This is a section of the code that analyzes the LUA coprocessor (collaboration program, Coroutine) from the LUA Reference manual interface (slightly modified):
Copy Code code as follows:
function foo (a)
Print ("foo", a)
Return Coroutine.yield (2*a)
End
CO = coroutine.create (function (a,b)
Print ("Co-body1", A, B)
Local r = foo (a+1)
Print ("Co-body2", R)
Local r, s = Coroutine.yield (A+b, A-b)
Print ("Co-body3", R, s)
return B, "End"
End
Print ("1----")
Print ("Main", Coroutine.resume (Co, 1, 10))
Print ("2----")
Print ("Main", Coroutine.resume (CO, "R"))
Print ("3----")
Print ("Main", Coroutine.resume (Co, "X", "Y"))
Print ("4----")
Print ("Main", Coroutine.resume (Co, "X", "Y"))
The operation effect is as follows:
Copy Code code as follows:
1------
Co-body1 1 10
Foo 2
Main true 4
2------
Co-body2 R
Main true 11-9
3------
Co-body3 x y
Main true Ten End
4------
Main false cannot resume dead coroutine
Here we call 4 times resume, let's see how it works.
First time:
Copy Code code as follows:
Print ("Main", Coroutine.resume (Co, 1, 10))
1. Execute print ("Co-body1", A, b), the values of A and B are provided for resume, a=1, b=10;
2. Calculate a+1=2, enter foo (a), at the same time pass the result of the calculation passed through a parameter, execute print ("foo", a);
3. Consider return Coroutine.yield (2*a);
4. Calculate 2*a=4, touch yield, suspend foo (a) call, return 4 to resume. Note that Foo's return has not been implemented;
5.resume execution succeeded, returns True, 4.
Second time:
Copy Code code as follows:
Print ("Main", Coroutine.resume (CO, "R"))
1. Start execution from the last pending foo (a) call, followed by a return call that is not completed;
2. The value returned by foo (a+1) is the string "r" because the yield returns the call parameter of the resume. It's more difficult to understand here.
Because you might logically assume that the value of the local R variable should be the value of the 2*a in Yield (2*a).
It should be noted that the return value of the yield is different from the value of the yield parameter.
The former you can save it in a variable, or return it, or do not use it (do not save yield return results), the latter is the resume value.
3. Execute print ("Co-body2", R), R with the value "R";
4. Consider local r, s = Coroutine.yield (a+b, a-b);
5. Calculate a+b=11, a-b=-9, encounter yield, suspend the call of CO, return 11 and 9 to resume. Note that the assignment of local R, S is not yet started.

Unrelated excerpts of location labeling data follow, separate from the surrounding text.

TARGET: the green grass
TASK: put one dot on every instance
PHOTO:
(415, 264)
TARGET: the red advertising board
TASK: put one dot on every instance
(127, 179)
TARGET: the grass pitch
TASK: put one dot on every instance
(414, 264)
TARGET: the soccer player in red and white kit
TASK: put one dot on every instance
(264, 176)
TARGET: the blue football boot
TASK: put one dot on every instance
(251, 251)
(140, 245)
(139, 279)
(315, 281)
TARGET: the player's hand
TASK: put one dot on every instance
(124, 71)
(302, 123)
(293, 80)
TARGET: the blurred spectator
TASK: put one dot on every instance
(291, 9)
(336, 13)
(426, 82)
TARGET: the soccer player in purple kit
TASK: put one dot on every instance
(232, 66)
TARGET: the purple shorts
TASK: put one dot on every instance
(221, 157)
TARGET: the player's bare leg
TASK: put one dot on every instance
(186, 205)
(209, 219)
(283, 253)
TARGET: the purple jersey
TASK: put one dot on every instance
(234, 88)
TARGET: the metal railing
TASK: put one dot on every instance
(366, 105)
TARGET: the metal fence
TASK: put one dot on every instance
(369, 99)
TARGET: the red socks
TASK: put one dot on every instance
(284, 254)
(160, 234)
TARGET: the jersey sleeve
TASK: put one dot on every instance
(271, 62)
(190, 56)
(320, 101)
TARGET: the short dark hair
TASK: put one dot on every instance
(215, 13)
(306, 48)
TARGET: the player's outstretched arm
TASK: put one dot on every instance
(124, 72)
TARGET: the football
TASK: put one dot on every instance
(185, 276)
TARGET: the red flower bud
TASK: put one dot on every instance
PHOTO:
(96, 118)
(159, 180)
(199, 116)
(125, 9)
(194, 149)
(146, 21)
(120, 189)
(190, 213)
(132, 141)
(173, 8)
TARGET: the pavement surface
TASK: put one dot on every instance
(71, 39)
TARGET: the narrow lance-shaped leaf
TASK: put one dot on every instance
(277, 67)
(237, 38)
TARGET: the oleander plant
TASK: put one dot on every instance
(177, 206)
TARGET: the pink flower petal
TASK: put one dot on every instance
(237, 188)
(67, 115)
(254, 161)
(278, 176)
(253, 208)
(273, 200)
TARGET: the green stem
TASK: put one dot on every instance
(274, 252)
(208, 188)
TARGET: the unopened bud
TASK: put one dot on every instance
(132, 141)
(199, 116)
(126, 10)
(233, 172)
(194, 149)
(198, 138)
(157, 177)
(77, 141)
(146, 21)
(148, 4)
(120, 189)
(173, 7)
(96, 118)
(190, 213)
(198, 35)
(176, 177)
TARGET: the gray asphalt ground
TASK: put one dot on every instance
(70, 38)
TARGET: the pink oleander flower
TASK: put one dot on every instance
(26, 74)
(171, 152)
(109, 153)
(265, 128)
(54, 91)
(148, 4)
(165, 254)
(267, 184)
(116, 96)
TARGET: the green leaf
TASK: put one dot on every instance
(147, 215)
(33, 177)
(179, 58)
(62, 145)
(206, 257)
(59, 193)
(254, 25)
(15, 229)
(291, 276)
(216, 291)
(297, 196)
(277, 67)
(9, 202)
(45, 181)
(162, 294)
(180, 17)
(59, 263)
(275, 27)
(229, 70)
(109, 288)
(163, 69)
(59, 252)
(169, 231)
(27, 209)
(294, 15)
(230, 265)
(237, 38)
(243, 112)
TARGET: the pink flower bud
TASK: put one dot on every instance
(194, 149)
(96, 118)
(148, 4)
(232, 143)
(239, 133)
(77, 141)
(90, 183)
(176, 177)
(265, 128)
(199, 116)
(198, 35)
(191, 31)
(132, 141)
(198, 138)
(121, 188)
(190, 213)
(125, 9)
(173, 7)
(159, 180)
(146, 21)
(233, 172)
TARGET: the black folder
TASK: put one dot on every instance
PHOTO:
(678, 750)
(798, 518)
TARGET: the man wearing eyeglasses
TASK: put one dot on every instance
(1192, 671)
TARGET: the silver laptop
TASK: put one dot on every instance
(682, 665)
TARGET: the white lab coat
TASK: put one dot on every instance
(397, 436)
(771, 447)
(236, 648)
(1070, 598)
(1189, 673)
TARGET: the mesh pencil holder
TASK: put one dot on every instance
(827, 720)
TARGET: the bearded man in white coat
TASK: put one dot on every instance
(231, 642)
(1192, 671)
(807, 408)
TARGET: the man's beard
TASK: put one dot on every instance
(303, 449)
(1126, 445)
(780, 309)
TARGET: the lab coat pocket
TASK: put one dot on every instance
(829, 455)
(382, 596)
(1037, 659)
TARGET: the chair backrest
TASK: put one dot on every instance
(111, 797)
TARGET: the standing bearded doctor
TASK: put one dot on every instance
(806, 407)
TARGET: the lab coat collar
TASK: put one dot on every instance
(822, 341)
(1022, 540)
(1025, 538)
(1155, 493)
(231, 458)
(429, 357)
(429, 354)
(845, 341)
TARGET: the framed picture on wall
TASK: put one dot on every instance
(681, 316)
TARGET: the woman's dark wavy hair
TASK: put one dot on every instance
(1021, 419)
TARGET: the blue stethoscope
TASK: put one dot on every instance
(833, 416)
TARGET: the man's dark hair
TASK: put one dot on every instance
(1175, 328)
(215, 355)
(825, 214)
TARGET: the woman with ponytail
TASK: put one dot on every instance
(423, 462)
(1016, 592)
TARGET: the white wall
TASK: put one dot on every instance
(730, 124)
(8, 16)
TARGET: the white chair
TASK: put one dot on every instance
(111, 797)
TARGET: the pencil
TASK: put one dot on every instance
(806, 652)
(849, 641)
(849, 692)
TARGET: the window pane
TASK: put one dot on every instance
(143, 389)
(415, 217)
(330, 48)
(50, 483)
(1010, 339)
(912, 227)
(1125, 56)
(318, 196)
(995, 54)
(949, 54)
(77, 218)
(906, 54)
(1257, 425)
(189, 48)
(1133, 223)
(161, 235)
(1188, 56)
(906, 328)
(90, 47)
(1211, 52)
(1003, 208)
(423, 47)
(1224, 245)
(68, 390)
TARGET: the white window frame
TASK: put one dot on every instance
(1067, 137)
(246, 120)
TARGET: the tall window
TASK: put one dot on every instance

What's not very well understood here is why the value of a is not "R"? Because "R" has been consumed by the return value of the above yield.
6.resume execution succeeded, returns True, 11,-9.
Third time:
Copy Code code as follows:
Print ("Main", Coroutine.resume (Co, "X", "Y"))
1. Start execution from the last yield, then execute the incomplete local r, S = Assignment. As mentioned above, yield returns the invocation parameters of resume, so the value of R and S is "X" and "Y";
2. Execute print ("Co-body3", R, s) for printing;
3. Consider return B, "end";
The value of 4.b has always been 10 unchanged, here directly returned, and also returned the "End" of this string;
5. Since the covariant function returns, all of its return values are returned as resume return values. So the resume execution succeeds here, and returns to "end".
Fourth time:
Copy Code code as follows:
Print ("Main", Coroutine.resume (Co, "X", "Y"))
Because the CO function has returned, it is in a dead state and cannot be resume, so the 4th time resume fails.